A\ and OpenAI each have their own unique kind of nonsense. I think OpenAI has just been less successful with persuading the rest of the world that they should have all the money in the world.

Anthropic has been surprisingly successful at convincing them that they should control frontier models because they're so dangerous that... only Anthropic can be trusted with them.

(If they're really so dangerous, the right way to deal with them is through a democratic process and taking them out of the hands of a for-profit private entity.)

A democratic process, of sorts, elected the current government of the United States. The president even won the popular vote this round.
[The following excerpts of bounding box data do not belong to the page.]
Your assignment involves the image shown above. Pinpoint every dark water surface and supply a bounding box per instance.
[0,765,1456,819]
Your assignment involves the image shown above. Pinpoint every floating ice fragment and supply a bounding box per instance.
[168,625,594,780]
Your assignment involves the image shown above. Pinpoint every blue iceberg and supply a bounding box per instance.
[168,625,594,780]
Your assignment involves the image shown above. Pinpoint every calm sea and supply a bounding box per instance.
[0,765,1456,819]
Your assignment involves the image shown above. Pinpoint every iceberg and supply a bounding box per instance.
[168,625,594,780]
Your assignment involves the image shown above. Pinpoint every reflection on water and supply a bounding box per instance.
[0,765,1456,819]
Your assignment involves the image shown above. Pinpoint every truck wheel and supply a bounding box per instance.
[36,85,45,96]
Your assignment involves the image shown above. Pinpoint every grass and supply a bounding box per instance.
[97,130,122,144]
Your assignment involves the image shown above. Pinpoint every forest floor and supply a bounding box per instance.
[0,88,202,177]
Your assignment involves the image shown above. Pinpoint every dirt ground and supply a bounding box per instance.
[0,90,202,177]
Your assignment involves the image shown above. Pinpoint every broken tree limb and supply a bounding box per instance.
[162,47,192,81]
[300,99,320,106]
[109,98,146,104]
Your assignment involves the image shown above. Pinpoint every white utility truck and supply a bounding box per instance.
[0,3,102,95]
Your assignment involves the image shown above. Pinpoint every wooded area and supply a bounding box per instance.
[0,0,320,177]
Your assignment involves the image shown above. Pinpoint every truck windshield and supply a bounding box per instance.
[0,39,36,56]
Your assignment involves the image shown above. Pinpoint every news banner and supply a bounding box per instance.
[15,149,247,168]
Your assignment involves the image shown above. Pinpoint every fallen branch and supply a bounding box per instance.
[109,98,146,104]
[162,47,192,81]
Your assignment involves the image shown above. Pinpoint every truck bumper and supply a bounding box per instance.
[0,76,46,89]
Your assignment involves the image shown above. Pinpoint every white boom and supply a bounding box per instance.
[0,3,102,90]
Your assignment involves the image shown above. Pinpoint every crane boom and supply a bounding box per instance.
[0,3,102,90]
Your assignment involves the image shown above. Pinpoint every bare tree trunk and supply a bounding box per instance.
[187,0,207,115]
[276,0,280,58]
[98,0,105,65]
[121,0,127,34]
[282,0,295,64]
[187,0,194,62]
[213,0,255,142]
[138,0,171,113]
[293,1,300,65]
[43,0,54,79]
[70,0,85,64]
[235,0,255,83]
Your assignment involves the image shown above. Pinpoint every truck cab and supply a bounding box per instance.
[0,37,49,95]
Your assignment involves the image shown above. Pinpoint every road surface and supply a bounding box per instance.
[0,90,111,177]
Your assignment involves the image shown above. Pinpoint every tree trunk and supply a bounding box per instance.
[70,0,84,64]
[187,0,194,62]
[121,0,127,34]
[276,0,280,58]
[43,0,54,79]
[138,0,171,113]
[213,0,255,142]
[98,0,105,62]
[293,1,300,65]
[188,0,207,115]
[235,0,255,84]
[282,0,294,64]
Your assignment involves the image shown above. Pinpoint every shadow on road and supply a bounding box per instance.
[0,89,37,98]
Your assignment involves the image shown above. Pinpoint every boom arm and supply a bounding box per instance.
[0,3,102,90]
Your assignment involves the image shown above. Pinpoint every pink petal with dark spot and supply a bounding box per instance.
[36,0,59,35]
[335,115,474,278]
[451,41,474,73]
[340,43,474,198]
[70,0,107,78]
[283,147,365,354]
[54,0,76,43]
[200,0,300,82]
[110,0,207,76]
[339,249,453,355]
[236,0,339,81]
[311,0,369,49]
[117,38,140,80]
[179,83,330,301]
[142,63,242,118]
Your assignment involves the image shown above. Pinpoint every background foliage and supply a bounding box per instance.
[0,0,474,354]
There is no guarantee that AI guidance by democratic process will be an effective counter to corporate autocracy; and more realistically, AI guidance by an autocratic executive branch is the more likely alternative before 2029.

To be maximally fair to them, I think it is difficult to be one of the key businesses in a market bubble and not fall victim to this kind of thinking, especially when the continued inflation of the bubble depends on you — lots of people lose their shirts if you don't push hard to be "special".

But as you say, there is a measure of getting high on one's own supply now.

And there's the curious solipsistic energy of Sam Altman whimsically musing in public that it turns out his product is too expensive for people and they complain when you make the price realistic (when it possibly needs to be more expensive for OpenAI to survive).

They seem to believe that the ordinary rules either will not or somehow must not apply to them; it's increasingly bizarre to watch.

Maybe the people around pets.com were this bizarre; we didn't have so much livestreamed interview content to show us.